Author Topic: Working with large datasets?  (Read 9174 times)

Offline shaneb

  • Newcomer
  • *
  • Posts: 16
    • View Profile
Working with large datasets?
« on: April 17, 2020, 08:53:07 AM »
What size datasets are people working with out there? My computer seems to have a disagreement with itself about the size of the cache and catalog files. the finder says both are about 2.3gb... but when I got to copy them to another drive the finder says they are 83.3 GB each! I am thinking this is because the folders are not indexed by the system. Still, this is a large file, I am starting to think that the catalog for the entire archive (about 4 times the size of this test drive which holds ~300k images) is going to require it's own 1tb SSD.



Offline Kirk Baker

  • Senior Software Engineer
  • Camera Bits Staff
  • Superhero Member
  • *****
  • Posts: 25020
    • View Profile
    • Camera Bits, Inc.
Re: Working with large datasets?
« Reply #1 on: April 17, 2020, 09:43:26 AM »
What "cache" are you talking about?  A catalog folder contains the database files and a "proxies" folder.

-Kirk

Offline shaneb

  • Newcomer
  • *
  • Posts: 16
    • View Profile
Re: Working with large datasets?
« Reply #2 on: April 20, 2020, 10:23:37 AM »
Hey, sorry Kirk. Should have given more details. The cache file for PM is the one I am referring to. We moved it off the main drive using the settings in PM+ because it was massive and filling up the main SSD in the computer.

So, that file is huge, the catalog is equally huge (understandable) and somehow it still keeps filling the SSD up to the max during the scanning process even though the catalog and cache folders are both on another HDD. When it does that, the process stops and it's nearly impossible to get it going again (again, a big data set) So, I am just trying to figure out who has tested by pointing the catalog scan at large archive folders instead of started from scratch with new material.

Does that make anymore sense?

Offline Kirk Baker

  • Senior Software Engineer
  • Camera Bits Staff
  • Superhero Member
  • *****
  • Posts: 25020
    • View Profile
    • Camera Bits, Inc.
Re: Working with large datasets?
« Reply #3 on: April 20, 2020, 11:34:16 AM »
Hey, sorry Kirk. Should have given more details. The cache file for PM is the one I am referring to. We moved it off the main drive using the settings in PM+ because it was massive and filling up the main SSD in the computer.

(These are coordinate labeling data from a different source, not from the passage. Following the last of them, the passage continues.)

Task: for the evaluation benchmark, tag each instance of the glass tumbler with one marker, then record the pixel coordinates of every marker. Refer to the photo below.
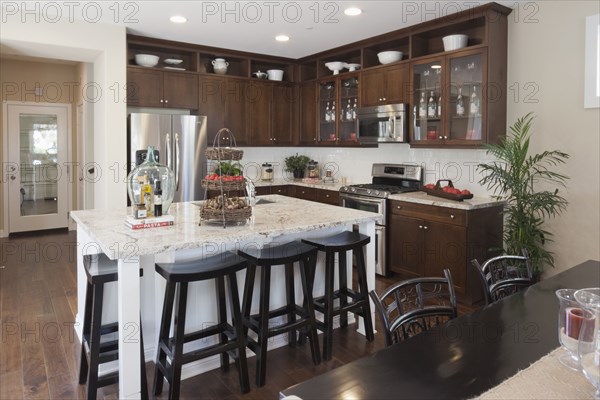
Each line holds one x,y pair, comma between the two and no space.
570,318
589,337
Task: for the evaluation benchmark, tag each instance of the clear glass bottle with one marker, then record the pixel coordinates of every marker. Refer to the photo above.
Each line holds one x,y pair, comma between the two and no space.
460,105
327,113
431,106
423,106
474,107
150,171
333,112
349,112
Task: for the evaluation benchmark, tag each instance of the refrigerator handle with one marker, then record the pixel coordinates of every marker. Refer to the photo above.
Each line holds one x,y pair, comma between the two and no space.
177,160
168,147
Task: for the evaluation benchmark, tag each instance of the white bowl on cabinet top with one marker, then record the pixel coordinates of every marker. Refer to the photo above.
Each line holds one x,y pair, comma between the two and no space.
386,57
146,60
455,42
335,66
275,74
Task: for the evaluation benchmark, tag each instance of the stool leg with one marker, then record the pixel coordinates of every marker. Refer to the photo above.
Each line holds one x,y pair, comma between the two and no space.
328,314
222,315
144,383
247,302
364,292
343,281
178,333
163,337
307,267
92,381
291,301
87,322
238,324
263,329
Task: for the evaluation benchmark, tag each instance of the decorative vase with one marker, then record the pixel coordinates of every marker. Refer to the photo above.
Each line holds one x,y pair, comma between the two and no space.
141,183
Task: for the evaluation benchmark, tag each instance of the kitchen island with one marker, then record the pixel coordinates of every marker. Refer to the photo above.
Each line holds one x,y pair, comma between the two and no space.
276,219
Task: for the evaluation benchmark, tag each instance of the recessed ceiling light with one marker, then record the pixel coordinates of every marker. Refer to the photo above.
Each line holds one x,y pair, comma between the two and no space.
178,19
353,11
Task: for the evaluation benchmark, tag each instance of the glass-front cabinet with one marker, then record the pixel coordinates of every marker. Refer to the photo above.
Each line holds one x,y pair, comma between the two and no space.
428,107
449,100
338,104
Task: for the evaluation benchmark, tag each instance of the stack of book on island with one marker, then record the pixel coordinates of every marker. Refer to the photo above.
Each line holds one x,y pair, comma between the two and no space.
150,222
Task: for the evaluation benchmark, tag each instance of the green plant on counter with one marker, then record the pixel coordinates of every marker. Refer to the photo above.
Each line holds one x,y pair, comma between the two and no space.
227,168
515,178
296,165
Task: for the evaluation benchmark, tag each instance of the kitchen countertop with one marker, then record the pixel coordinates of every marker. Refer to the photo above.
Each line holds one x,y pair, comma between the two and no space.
335,186
470,204
413,197
273,216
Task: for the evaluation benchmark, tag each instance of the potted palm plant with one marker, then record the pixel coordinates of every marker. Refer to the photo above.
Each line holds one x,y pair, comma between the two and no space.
524,182
296,165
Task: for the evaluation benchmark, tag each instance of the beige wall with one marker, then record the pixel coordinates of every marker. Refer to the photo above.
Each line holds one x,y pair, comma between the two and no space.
58,82
548,55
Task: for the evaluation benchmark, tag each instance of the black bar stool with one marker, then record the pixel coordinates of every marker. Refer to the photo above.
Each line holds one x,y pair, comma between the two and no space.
231,336
349,299
298,317
94,350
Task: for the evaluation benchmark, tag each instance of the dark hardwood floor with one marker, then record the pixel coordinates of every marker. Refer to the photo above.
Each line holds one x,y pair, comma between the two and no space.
39,350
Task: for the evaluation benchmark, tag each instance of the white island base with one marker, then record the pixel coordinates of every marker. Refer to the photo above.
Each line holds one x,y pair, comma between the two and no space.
276,220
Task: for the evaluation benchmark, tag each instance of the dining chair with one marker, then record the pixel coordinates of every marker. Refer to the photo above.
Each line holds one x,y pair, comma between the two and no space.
504,275
416,305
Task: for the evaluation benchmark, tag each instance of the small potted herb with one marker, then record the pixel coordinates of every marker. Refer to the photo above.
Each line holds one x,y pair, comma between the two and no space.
296,165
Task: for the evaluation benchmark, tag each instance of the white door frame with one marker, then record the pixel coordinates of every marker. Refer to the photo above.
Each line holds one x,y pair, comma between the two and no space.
69,156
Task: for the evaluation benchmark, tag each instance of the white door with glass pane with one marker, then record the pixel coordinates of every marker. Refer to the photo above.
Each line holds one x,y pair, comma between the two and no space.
37,166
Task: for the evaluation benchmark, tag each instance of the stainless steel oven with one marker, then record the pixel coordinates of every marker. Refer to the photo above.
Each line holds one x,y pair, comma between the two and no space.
376,205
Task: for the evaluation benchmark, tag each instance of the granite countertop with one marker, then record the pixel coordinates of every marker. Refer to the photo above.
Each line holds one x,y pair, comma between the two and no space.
273,216
424,198
335,186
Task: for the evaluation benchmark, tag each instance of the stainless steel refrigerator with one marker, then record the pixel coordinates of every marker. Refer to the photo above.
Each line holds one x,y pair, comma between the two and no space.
181,143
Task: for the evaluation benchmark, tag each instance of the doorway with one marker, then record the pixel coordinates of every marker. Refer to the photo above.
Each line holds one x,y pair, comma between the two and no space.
37,166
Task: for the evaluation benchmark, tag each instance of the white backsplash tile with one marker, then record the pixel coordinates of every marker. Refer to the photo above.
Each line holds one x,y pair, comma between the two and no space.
459,165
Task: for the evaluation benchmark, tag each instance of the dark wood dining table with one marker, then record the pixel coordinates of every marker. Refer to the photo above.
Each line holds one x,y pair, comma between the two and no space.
462,359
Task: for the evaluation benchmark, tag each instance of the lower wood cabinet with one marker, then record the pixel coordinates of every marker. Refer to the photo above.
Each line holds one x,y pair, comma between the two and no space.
423,240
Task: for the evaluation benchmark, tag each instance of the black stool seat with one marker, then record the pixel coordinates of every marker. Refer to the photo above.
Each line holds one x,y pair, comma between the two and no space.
349,299
231,336
96,349
298,317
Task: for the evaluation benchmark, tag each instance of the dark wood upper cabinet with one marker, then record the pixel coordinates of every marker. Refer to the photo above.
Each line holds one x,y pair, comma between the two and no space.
307,134
284,114
152,88
387,85
291,112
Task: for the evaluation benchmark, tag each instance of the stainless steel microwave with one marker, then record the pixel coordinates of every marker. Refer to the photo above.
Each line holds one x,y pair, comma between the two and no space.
386,123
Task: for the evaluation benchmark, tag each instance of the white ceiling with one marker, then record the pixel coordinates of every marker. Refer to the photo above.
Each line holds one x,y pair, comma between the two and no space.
313,26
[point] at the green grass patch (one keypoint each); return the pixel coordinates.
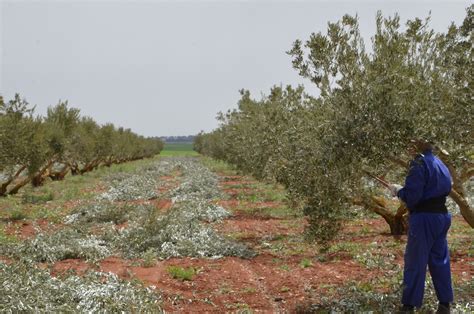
(182, 273)
(178, 149)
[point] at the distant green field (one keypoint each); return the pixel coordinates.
(178, 149)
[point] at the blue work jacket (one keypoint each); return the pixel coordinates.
(427, 178)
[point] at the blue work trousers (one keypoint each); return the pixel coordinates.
(427, 245)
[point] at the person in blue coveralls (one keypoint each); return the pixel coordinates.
(427, 185)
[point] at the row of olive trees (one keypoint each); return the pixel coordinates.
(413, 84)
(33, 148)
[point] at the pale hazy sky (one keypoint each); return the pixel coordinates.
(167, 67)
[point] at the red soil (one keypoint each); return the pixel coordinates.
(273, 281)
(25, 229)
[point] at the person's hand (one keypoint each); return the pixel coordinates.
(394, 188)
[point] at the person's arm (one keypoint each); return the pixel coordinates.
(412, 192)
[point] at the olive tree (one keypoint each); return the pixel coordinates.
(414, 84)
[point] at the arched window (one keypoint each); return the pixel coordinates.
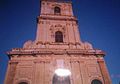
(61, 80)
(58, 36)
(23, 83)
(96, 82)
(57, 10)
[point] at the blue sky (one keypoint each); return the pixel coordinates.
(99, 24)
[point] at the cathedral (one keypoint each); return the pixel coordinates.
(57, 55)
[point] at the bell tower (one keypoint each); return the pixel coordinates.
(57, 56)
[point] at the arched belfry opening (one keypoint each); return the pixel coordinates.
(57, 10)
(95, 81)
(61, 80)
(58, 37)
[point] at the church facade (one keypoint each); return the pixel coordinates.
(57, 46)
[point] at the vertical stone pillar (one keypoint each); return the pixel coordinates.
(104, 72)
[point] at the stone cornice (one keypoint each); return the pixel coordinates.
(51, 17)
(38, 51)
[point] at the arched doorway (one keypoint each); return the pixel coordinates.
(61, 80)
(58, 36)
(95, 81)
(57, 10)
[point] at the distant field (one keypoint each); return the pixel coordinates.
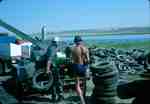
(128, 45)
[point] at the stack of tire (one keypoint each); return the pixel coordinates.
(105, 79)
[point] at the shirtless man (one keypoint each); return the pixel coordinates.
(80, 58)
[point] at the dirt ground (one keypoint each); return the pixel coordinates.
(70, 96)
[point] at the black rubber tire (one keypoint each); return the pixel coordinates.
(41, 86)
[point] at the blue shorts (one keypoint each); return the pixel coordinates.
(79, 69)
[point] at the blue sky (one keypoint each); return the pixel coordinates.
(58, 15)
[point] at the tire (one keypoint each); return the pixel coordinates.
(38, 82)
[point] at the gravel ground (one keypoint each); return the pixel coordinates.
(70, 97)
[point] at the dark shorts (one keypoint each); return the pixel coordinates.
(79, 69)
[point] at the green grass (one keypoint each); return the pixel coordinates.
(128, 45)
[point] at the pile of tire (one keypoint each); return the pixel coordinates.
(127, 61)
(105, 79)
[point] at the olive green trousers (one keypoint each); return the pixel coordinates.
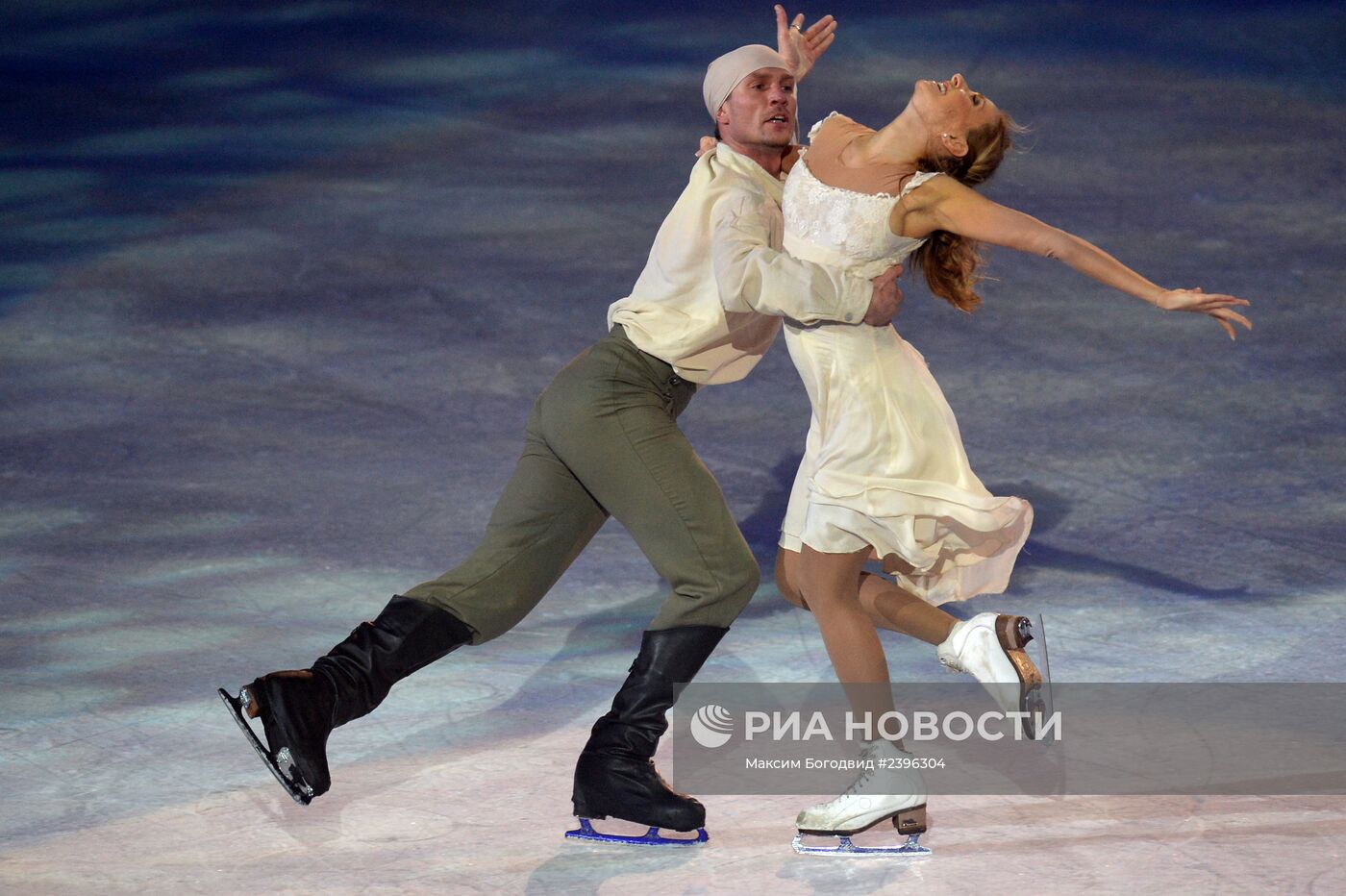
(603, 440)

What is/was the path to this "cache" file?  PM manages a cache folder which contains other folders and eventually files.  But you can control how big this is allowed to get and how much space to reserve.  It shouldn't get out of control with proper settings.

-Kirk

Offline shaneb

  • Newcomer
  • *
  • Posts: 16
    • View Profile
Re: Working with large datasets?
« Reply #4 on: April 20, 2020, 06:21:36 PM »
Shouldn't... I agree. And usually doesn't.



I deleted the cache that exploded in size and the catalog. I'll repeat the scan here in a bit and see what happens this time and take better notes.

Offline Kirk Baker

  • Senior Software Engineer
  • Camera Bits Staff
  • Superhero Member
  • *****
  • Posts: 25020
    • View Profile
    • Camera Bits, Inc.
Re: Working with large datasets?
« Reply #5 on: April 20, 2020, 06:42:59 PM »
If you do find that it goes out of control, I'd like to know what particular subfolder is growing large (if you don't mind.)

Thanks,

-Kirk

Offline shaneb

  • Newcomer
  • *
  • Posts: 16
    • View Profile
Re: Working with large datasets?
« Reply #6 on: April 20, 2020, 07:18:46 PM »
Sure thing... I am going to throw a 6tb drive at it overnight (same one as last time) I have cleared all caches, moved them off the boot drive, removed them from spotlight and we'll see what happens!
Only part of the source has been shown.